H. B. : Votre travail tourne autour de l’articulation entre l’interprétation comme déchiffrage et l’interprétation comme visant la jouissance. Pensez-vous que l’interprétation a changé au XXIe siècle ? À cet égard, le psychanalyste lacanien est-il encore un passionné du déchiffrage, alors même que, dans le dernier enseignement de Lacan, pour le dire vite, c’est le hors-sens de la jouissance Une qui a la primauté ?

Le terme de « déchiffrage » est également utilisé par Lacan dans son dernier enseignement. Le déchiffrage de la jouissance peut d’ailleurs être entendu comme indiquant, à la fois, que la jouissance se déchiffre et que l’on jouit du déchiffrage. Dans « Télévision », Lacan soutient que « ce que Freud articule comme processus primaire dans l’inconscient, ce n’est pas quelque chose qui se chiffre, mais qui se déchiffre (…) – la jouissance elle-même ». Un peu plus loin dans « Télévision », il parle de « la vertu du gay sçavoir » en affirmant qu’« elle consiste non pas à comprendre, à piquer dans le sens, mais à le raser d’aussi près qu’il se peut sans qu’il fasse glu pour cette vertu ». Il ajoute que cette vertu consiste alors à « jouir du déchiffrage ». Dans son « Introduction à l’édition allemande des Écrits », Lacan précise que « le travail est reconnu, à l’inconscient, du chiffrage – soit ce que défait le déchiffrage ». Deux pages plus loin, il revient là-dessus en disant que « l’inconscient est un savoir qu’il s’agit de déchiffrer puisqu’il consiste dans un chiffrage ». Cette phrase doit se lire dans le sens où elle indique que, pour le psychanalyste, il s’agit, par conséquent, de déchiffrer la jouissance qui s’est chiffrée dans l’articulation signifiante et qui, par là-même, lui donne chair. Dans sa conférence de Paris de 2014, J.-A. Miller a ainsi pu dire que l’on est passé de « l’interprétation dont le sens est la vérité » à « l’interprétation dont le sens est la jouissance ». L’accent s’est donc déplacé de la vérité à la jouissance. Il convient de remarquer, à cet égard, que l’usage des termes de « chiffrage » et de « déchiffrage » suppose que ce dont il est question dans la jouissance, ce soit une écriture. L’on se situe alors au point de croisement entre le signifiant qui s’entend et la lettre qui se lit. Le symptôme, par exemple, est quelque chose qui, en tant que mode jouir de l’inconscient, se lit.

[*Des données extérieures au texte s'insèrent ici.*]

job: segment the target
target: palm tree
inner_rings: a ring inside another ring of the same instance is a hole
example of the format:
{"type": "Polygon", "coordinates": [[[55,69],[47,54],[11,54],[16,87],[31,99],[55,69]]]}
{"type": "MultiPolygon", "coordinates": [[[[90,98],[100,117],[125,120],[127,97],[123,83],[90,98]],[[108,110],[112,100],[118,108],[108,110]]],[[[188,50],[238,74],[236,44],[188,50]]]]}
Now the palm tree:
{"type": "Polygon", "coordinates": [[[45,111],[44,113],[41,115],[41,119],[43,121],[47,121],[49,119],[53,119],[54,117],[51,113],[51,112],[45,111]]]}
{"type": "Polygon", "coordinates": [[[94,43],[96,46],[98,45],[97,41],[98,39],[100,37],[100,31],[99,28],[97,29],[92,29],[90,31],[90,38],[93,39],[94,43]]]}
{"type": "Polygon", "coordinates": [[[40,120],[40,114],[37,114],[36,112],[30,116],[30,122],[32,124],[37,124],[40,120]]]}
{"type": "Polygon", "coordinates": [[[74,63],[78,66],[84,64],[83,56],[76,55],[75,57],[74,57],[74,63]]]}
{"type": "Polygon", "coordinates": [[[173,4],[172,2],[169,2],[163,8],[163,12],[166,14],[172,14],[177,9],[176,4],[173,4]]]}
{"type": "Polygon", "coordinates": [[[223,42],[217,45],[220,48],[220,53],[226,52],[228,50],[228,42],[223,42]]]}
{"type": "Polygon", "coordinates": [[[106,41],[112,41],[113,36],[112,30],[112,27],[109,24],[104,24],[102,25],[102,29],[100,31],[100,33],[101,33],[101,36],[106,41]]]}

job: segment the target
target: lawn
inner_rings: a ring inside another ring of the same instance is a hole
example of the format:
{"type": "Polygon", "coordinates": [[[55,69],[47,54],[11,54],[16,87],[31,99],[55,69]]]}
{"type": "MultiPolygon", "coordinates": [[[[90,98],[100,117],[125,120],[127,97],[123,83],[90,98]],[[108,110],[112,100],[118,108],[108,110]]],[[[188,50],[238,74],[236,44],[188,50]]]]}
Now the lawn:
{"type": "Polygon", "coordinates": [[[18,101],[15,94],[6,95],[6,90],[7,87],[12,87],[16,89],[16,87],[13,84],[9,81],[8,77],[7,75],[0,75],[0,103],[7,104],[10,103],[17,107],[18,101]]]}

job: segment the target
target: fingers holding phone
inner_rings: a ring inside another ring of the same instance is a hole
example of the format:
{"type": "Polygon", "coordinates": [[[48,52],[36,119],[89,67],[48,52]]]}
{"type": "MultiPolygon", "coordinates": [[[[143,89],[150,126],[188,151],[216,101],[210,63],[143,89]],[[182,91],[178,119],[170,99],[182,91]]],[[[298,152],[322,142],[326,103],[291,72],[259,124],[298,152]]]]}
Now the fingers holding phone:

À l’occasion de l’étude que je propose des formations de l’inconscient, je m’efforce ainsi de saisir ce qui constitue, dans l’articulation signifiante, la jouissance à déchiffrer.

1 Lacan J., « Fonction et champ de la parole et du langage en psychanalyse », Écrits, Seuil, 1966, p. 261.

2 Lacan J., Le Séminaire, livre XX, Encore, 1972, p. 118.